The film chronicles a couple (real-life beaus Michael Fassbender and Alicia Vikander) in 1920s Australia who are struck with a series of devastating miscarriages. Yet when a boat containing a dead man and a very-much alive baby washes ashore near their lighthouse, their luck changes.
Vikander gives a moving performance in a role that would, even to the best of actors seem difficult to portray in a relatable manner. There are some definite Lady Macbeth vibes being given off towards the beginning of the couple’s dilemma, which would otherwise to make it hard to believe she was just a heartbroken young woman who could not have a child of her own. Then again, the harsh truth of her reality in which happiness can only come from a family complete with kids provides added depth for her to contend with.

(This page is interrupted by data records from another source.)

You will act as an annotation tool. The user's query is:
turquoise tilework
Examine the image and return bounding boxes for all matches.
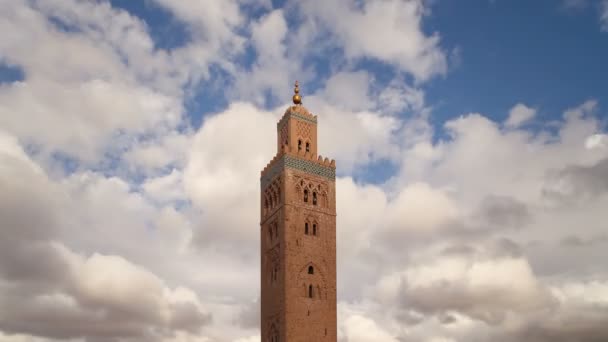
[260,155,336,189]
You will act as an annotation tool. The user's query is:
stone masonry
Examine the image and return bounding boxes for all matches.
[260,104,337,342]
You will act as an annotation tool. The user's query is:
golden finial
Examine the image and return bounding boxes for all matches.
[293,81,302,104]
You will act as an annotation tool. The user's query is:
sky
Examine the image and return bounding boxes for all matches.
[0,0,608,342]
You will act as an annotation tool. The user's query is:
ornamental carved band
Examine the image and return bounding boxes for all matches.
[262,155,336,189]
[277,111,317,130]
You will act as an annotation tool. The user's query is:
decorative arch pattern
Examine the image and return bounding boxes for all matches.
[263,177,282,216]
[295,178,329,208]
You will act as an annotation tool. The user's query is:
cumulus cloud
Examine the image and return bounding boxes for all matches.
[0,130,210,338]
[300,0,447,81]
[0,0,608,342]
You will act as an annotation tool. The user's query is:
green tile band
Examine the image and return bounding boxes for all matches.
[261,155,336,189]
[277,111,317,131]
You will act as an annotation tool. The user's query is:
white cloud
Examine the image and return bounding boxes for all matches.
[0,0,608,342]
[300,0,447,81]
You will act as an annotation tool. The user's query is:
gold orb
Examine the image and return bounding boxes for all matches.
[293,94,302,104]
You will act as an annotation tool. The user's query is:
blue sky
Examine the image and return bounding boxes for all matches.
[0,0,608,342]
[89,0,608,136]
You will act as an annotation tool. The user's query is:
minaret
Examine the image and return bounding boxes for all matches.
[260,81,337,342]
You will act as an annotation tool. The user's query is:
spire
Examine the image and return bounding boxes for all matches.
[293,81,302,104]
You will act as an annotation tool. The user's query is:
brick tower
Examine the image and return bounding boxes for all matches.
[260,82,337,342]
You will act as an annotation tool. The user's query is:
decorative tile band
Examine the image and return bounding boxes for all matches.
[261,155,336,190]
[277,111,317,130]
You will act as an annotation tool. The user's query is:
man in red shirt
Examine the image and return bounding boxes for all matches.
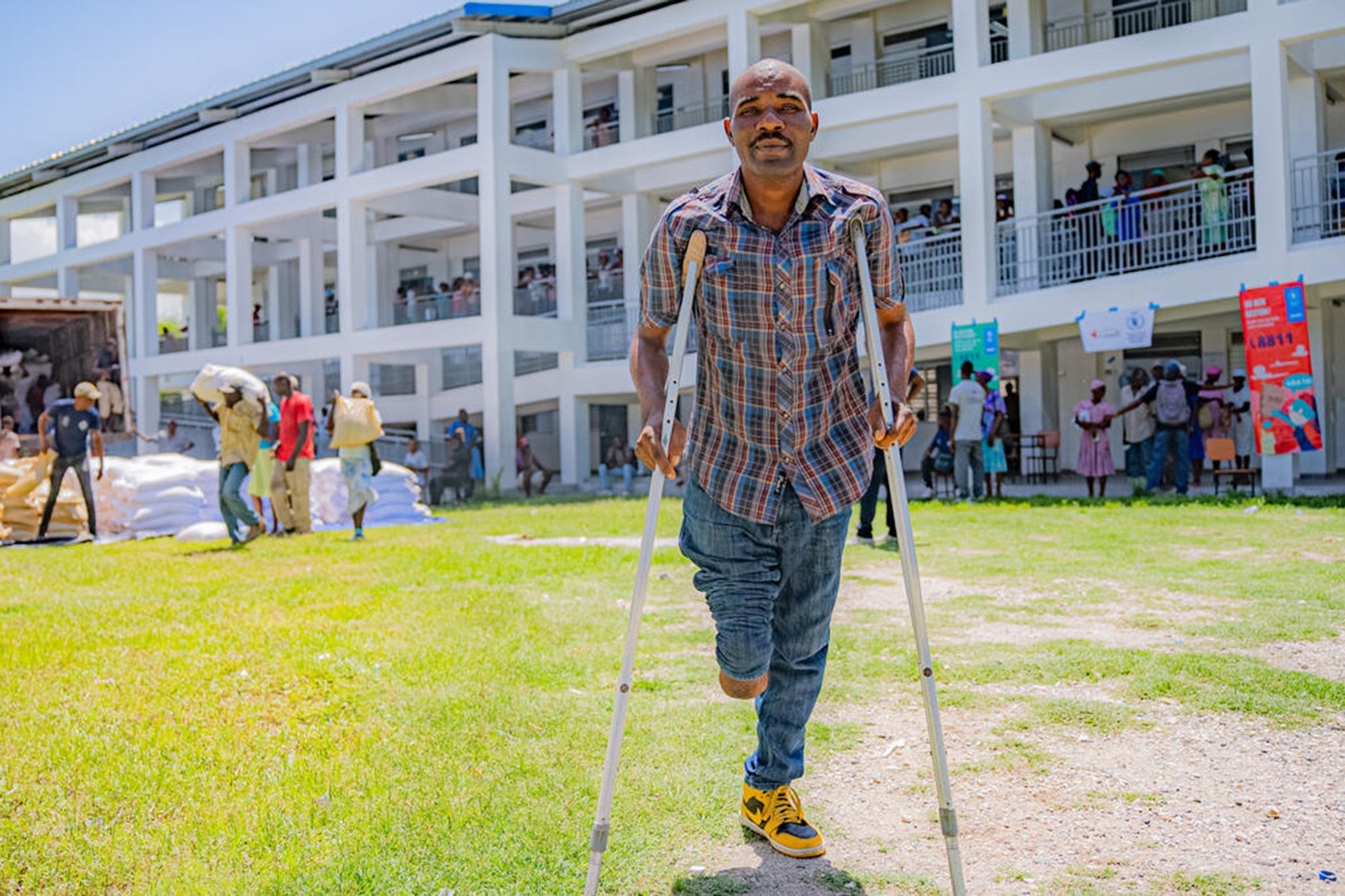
[271,373,313,534]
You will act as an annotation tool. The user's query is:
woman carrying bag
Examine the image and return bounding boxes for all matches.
[327,381,384,542]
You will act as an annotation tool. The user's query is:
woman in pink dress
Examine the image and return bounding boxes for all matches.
[1074,380,1116,497]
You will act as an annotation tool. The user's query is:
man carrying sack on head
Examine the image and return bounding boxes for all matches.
[631,59,916,857]
[327,380,384,542]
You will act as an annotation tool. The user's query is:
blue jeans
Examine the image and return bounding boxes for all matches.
[597,463,635,494]
[1126,435,1154,480]
[680,475,850,790]
[219,461,261,544]
[1145,427,1190,494]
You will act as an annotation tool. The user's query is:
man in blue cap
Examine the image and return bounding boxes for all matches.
[1116,362,1200,494]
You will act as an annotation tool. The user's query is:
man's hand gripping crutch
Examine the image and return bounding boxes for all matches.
[850,219,967,896]
[584,230,705,896]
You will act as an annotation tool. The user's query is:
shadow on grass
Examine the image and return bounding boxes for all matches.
[670,832,868,896]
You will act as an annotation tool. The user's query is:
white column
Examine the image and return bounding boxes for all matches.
[1251,35,1291,261]
[225,140,252,207]
[295,141,323,186]
[336,199,368,335]
[952,0,990,73]
[1007,0,1046,59]
[1013,123,1050,284]
[56,266,79,298]
[557,393,588,485]
[128,376,159,454]
[552,66,584,156]
[226,224,253,348]
[621,194,656,305]
[556,181,588,322]
[299,236,327,336]
[476,35,515,492]
[416,364,433,443]
[267,261,282,343]
[958,96,996,308]
[789,20,831,102]
[131,171,155,231]
[336,106,364,177]
[131,249,159,357]
[56,196,79,253]
[729,7,761,83]
[616,68,642,144]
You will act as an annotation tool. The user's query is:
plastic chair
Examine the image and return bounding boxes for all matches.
[1205,439,1256,494]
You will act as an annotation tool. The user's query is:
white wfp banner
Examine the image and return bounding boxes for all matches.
[1076,304,1158,352]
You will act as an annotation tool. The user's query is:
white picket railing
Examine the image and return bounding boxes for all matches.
[898,230,961,312]
[1290,146,1345,243]
[827,43,954,96]
[996,168,1256,295]
[1045,0,1246,53]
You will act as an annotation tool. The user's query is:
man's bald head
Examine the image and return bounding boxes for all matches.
[729,59,812,116]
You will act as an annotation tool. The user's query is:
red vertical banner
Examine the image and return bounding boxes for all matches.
[1239,281,1322,454]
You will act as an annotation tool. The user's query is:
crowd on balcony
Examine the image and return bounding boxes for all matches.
[393,278,481,324]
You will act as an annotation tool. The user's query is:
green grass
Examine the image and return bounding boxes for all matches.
[0,500,1345,893]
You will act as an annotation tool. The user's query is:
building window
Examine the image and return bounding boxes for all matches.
[440,345,481,389]
[368,364,416,395]
[518,411,560,435]
[514,352,561,376]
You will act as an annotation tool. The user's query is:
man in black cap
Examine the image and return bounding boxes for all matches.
[1074,161,1103,277]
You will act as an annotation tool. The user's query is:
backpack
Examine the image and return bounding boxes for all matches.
[1154,380,1190,426]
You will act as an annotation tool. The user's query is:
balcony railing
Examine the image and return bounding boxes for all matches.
[900,230,961,312]
[827,43,952,96]
[996,168,1256,295]
[1045,0,1246,53]
[514,129,556,152]
[514,286,556,317]
[584,118,621,149]
[389,293,481,326]
[1290,148,1345,243]
[653,96,729,135]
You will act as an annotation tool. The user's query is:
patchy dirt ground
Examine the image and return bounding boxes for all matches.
[683,576,1345,896]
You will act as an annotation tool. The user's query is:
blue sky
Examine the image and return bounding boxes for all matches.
[0,0,546,173]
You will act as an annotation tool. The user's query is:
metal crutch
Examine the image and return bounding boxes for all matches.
[850,219,967,896]
[584,230,705,896]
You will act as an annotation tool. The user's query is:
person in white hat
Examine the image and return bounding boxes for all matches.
[327,380,382,542]
[1224,368,1254,469]
[37,383,102,540]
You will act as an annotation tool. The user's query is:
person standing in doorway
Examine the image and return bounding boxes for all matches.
[248,395,280,534]
[327,380,382,542]
[271,373,315,534]
[196,385,267,545]
[445,407,485,501]
[1228,368,1254,470]
[597,435,635,494]
[631,59,914,859]
[977,370,1009,498]
[1120,367,1154,489]
[1116,360,1200,494]
[37,383,102,540]
[1074,380,1116,497]
[0,414,23,461]
[948,362,986,500]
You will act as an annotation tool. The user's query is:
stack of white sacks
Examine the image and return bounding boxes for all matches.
[95,454,436,539]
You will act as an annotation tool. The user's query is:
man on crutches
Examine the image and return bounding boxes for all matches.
[631,59,916,859]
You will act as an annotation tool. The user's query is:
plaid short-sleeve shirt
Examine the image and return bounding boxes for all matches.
[640,165,902,524]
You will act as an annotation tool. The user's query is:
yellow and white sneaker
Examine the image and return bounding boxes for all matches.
[738,784,827,859]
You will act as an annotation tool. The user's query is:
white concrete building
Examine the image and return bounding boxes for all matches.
[0,0,1345,488]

Such views are also held by Rachel Weisz’s mysterious character (whose situation is not that much different from Vikander’s), and this is where the film’s moral dilemma begins.
“Vikander gives a moving performance in a role that would, even to the best of actors seem difficult to portray in a relatable manner”
The emotional journey we see Vikander, Fassbender and Weisz go through as they navigate what is right, wrong and just plain selfish when it comes to family is fascinating; it’s a situation that at first glance you feel more for one side or another, but it is so thoughtfully portrayed from both sides that you may, perhaps, even end up questioning your own morals.
For sure this is a drama that will pull on your heartstrings, but won’t leave you with a pessimistic ‘love is doomed’ feeling so commonly associated with this genre. Definitely a tear-jerker, but will those tears be of sadness or happiness? That I can’t say.